A website manager for the Yevgeny Prigozhin Media Group said the group would wind down its operations, highlighting Prigozhin’s deteriorating conditions a week after the group’s brief insurrection failed.
Under a deal that ended the insurgency, Russia allowed Prigozhin, a former ally of President Vladimir Putin, to live in exile in Belarus, giving his men options to join him, integrate into the Russian armed forces or go home.
The “Patriot Media” group – one of the most prominent windows of which was the “Ria Fan” news site – pursued a strongly pro-Kremlin nationalist editorial policy, while also providing positive coverage to Prigozhin and his Wagner Group.
“I announce our decision to close and leave the country’s media arena,” Yevgeny Zubarev, director of the “Ria Fan” website, said in a video posted late Saturday on the group’s social media accounts. Zubarev gave no reason for this decision.
Russia’s Kommersant newspaper reported on Friday that Russia’s communications monitoring agency had blocked media linked to Prigozhin, but did not elaborate. The watchdog could not be reached on Sunday for comment.
Russian media also reported that Moscow had dissolved a social media influencer group allegedly used by Prigozhin to influence public opinion in foreign countries, including the United States.
In the video, Zubarev praised Patriot Media’s record and said it had defended Prigozhin and Putin against criticism from opponents of the Kremlin, such as imprisoned dissident Alexei Navalny.
He said that the “Patriot Media” group worked “against Alexei Navalny and other representatives of the opposition who tried very hard to destroy our country.”

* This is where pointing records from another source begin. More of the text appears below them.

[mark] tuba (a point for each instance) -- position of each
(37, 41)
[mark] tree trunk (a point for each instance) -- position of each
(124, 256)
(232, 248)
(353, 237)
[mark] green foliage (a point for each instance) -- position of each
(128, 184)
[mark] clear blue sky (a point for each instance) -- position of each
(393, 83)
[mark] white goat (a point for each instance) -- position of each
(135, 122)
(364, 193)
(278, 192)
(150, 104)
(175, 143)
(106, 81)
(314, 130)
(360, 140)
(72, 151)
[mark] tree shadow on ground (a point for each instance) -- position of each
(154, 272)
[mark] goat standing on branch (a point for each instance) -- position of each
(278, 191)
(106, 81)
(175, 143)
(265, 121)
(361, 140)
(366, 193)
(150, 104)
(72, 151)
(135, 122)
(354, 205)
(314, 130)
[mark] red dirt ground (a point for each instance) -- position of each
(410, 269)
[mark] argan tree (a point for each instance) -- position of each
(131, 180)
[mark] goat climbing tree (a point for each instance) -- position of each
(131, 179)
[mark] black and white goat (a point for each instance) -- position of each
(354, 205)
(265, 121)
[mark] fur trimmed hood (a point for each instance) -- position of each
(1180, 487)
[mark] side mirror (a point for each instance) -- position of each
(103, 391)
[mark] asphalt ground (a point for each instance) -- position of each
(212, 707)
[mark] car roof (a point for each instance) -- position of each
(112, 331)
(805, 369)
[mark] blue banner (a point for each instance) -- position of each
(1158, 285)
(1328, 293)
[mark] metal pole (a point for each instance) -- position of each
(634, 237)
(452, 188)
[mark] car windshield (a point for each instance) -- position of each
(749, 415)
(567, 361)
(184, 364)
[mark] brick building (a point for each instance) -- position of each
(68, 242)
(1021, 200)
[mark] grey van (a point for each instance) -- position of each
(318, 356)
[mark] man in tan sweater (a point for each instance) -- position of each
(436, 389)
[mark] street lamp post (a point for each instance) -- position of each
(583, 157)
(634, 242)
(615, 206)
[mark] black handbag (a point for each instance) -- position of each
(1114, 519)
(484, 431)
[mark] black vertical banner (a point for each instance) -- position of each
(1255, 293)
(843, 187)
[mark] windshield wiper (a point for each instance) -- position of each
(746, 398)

Despite the failed rebellion, the Russian authorities have not officially banned the Wagner Group, but Putin said on Tuesday that the authorities would investigate Prigozhin’s financial affairs.
He added that Wagner and its founder received nearly two billion dollars from Russia last year.
Wagner’s men have fought some of the bloodiest battles of the 16-month-old war in Ukraine, including thousands of ex-prisoners recruited from Russian jails.
Under Prigozhin’s leadership, the group has grown into a broadly international corporation with mining interests and militants in Africa and the Middle East.
The group was established in 2014 after Russia annexed the Ukrainian Crimea peninsula, and began supporting pro-Russian separatists in the Donbass region of eastern Ukraine.